In other immigration detention facilities, we've seen adults and children in cages. People are living in filth, or sleep on cold, hard floors with no mattresses, no sunlight, insufficient food and poor access to clean water, toilets and hygiene products.
Geo Group, one of the largest for-profit private prison companies in the United States, is contracted by the federal government to manage and operate detention centers where people are held indefinitely pending resolution of their immigration claims. The firm is facing litigation brought by RAICES, a Texas nonprofit, that alleges that its employees allowed 13 children to be separated from their fathers in Karnes City, Texas, last summer.

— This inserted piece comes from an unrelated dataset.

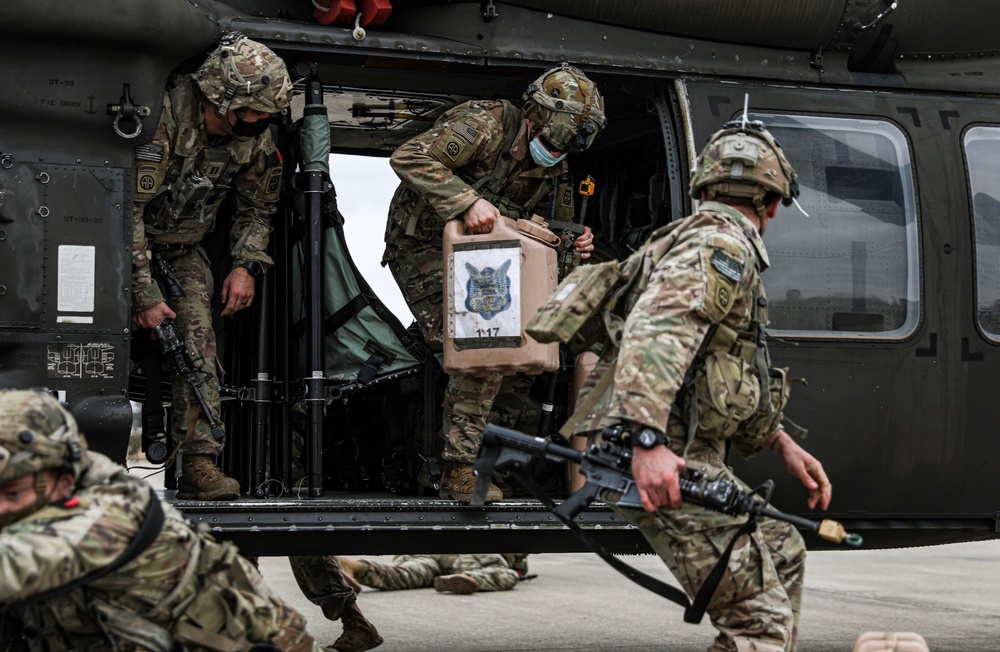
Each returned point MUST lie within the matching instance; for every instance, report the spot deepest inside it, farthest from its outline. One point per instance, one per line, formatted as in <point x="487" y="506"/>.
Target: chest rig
<point x="197" y="180"/>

The lawsuit portrays a situation that any physician should find difficult to make a philosophical commitment to supporting: "GEO permitted armed men to forcibly remove the fathers from their rooms at the Karnes Detention Center by using bulletproof vests, shields, knee pads, boots, helmets, tear gas equipment and guns. Fathers screamed and cried loudly for their children. Others vomited blood and shook uncontrollably. Because GEO told the fathers that they would never see their sons again and all of the circumstances appeared to confirm it, one father attempted suicide."
The litigation has no record of a doctor's presence at this scene, or in the facility at the time, but I would tend to doubt that any "philosophically" vetted physician could have been counted on to intervene, help those suffering from the trauma of the separation or complain to supervisors about it.
(The Geo Group said in a statement after that lawsuit was filed that they "strongly deny the baseless allegations." The company did not immediately respond to a request for comment for this article from The Washington Post.)
Acting in the patient's best interest is the most fundamental tenet of medical ethics, professional duty and moral practice, so a job that requires the physician put the philosophy of the facility first - an immigration detention center run by a for-profit private company under harsh and inhumane orders from the government - runs counter to everything we doctors are told is our highest duty.
But there is also this quandary: The detainees in these centers absolutely need medical care. People in detention are always considered a high-risk and very vulnerable group. Those in immigration detention have suffered tremendously already before and during their journey to the United States and require trauma-informed care. They include children, pregnant women, detainees who are LGBTQ, ill, disabled or those who suffer from mental illness or substance-use disorders.
Until they get out, nothing could be better for them, from a health care perspective, than to have competent, compassionate, conflict-free physicians working with and for them on the inside.
But that is exactly why those eight words in the JAMA posting are such a red flag. They warn that ethical compromise is built into the hiring process, in the hopes of finding a doctor who is okay with that. Not everyone has been okay with what they've seen. In fact, doctors on the inside have been some of the best sources of information about what has been going on in these places - which is probably not what a "philosophically committed" doctor would do.
Whoever applies for this position should think back to their white coat ceremony. I hope they remember the Hippocratic oath they took; to "do no harm" also means not being complicit. I am not sure how exactly they're supposed to prove their philosophical commitment during the interview - what to say, whether they'll be required to spell out their politics on immigration. But whoever gets the job, I hope they have their fingers crossed when they're answering.
Ranit Mishori is a professor of family medicine at the Georgetown University School of Medicine and faculty leader of the Asylum Program and the Incarceration and Health student interest group.